Background: Fish is reported to be one of the most common causes of food allergic reactions. Species specificity and patterns of cross-reactivity are still to be defined.
Objective: To demonstrate the immunologic reactivity of clinically codfish-allergic adults to four species of fish: cod, mackerel, herring, and plaice.
Methods: IgE reactivity was measured in eight clinically codfish-allergic adult patients, confirmed by double-blind, placebo-controlled challenges with fresh raw codfish, and in 30 codfish-tolerant control subjects, by means of skin prick test, histamine release test, specific IgE tests, SDS-PAGE, and immunoblotting.
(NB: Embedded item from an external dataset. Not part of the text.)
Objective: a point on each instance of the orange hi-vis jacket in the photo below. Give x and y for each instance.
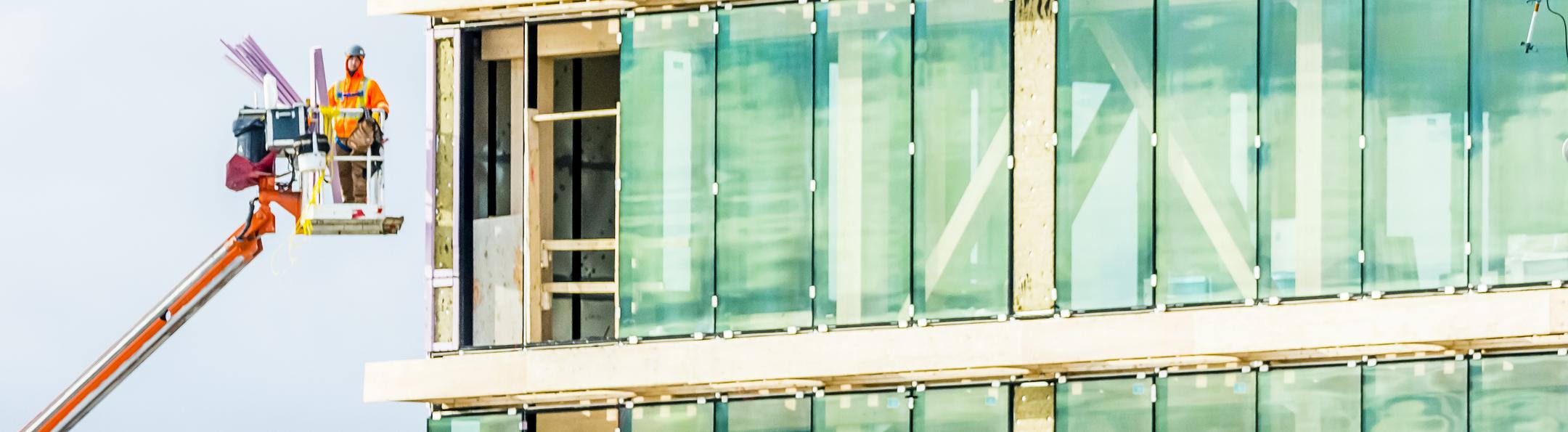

Results: All eight patients had positive skin prick tests to plaice and herring, seven of eight to mackerel, whereas fish-induced histamine release from basophil leukocytes was positive in five, four, and six of six patients, respectively. Elevated specific IgE to the fish species was found in all eight, and reactions among the control subjects using an in-house method, the Maxisorp RAST, with freshly prepared fish extracts, were fewer (n = 8) than found with Phadebas RAST (n = 12) and Pharmacia CAP System (n = 11). Sodium dodecyl sulfate-polyacrylamide gel electrophoresis and immunoblotting revealed individual and common antigenic proteins in freshly prepared extracts. Sera from all eight patients recognized a protein in the area of 11 to 14 kD in all fish species. This is believed to be a protein fraction analogous to Gad cl. Inhibition of the codfish Maxisorp RAST was obtained with mackerel, herring, and plaice. No cross-reactivity to shrimp or milk was shown.
Conclusion: This study suggests that serologic cross-reactivity to different fish species in clinically codfish-allergic adults exists, and that cod, mackerel, herring, and plaice share a common antigenic structure.